Did you ever talk to your mother about how she felt, sending you to school that first day?

We never really spoke about it. My parents definitely displayed courage. I’m the mother of four. I’m very protective, but I just don’t think that I possess that kind of courage. I know it was a different time, but as African Americans, my parents knew that if they wanted to see change in their lifetime, they had to step up to the plate to make that happen. And as we know, lots of people did that. Lots of people who made those bold sacrifices lost their lives. I remember driving up to the school, seeing all these people screaming. But in New Orleans that’s what we do at Mardi Gras. I thought we’d stumbled upon a parade. And so I really wasn’t afraid at all.

Your foundation's mission is to "empower children to advance social justice and racial harmony." How do you help children do this?

I just draw from my own experience.
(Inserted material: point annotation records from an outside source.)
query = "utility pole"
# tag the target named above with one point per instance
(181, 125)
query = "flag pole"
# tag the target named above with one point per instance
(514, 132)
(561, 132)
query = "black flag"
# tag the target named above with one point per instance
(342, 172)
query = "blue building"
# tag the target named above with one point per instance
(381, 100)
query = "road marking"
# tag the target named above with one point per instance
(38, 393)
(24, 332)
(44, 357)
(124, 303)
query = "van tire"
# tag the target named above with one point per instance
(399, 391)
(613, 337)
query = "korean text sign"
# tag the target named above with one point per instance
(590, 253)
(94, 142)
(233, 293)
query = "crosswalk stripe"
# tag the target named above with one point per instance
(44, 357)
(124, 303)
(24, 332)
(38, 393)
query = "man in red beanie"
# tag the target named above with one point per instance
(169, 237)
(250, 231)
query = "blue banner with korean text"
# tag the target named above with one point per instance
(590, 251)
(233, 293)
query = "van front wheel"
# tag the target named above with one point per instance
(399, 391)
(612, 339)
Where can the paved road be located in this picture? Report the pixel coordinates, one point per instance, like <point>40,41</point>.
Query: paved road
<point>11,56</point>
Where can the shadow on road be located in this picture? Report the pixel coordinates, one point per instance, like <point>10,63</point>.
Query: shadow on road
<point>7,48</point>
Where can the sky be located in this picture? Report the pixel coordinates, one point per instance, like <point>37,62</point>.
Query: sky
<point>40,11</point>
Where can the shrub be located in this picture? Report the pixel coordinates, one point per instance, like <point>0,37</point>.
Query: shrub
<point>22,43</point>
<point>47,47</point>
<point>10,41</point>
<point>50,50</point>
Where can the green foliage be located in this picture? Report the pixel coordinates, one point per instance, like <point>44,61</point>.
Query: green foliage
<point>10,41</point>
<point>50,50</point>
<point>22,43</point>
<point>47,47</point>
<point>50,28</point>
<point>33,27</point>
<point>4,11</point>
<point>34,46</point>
I guess that six-yearold is still inside of me. Once my school was integrated and I was there with white kids and a few black kids, it really didn’t matter to us what we looked like. Now I reach out to different communities and bring their kids together.

A statue of you was recently dedicated at your former school. How does that make you feel?

My school was hit by Hurricane Katrina, and they were going to tear it down. I worked hard to get it on the National Register of Historic Places. I’m really proud of that, and of the statue. I want to inspire kids. There are all kinds of monuments to adults—usually dead and usually white. But we don’t often lift up the extraordinary work of children.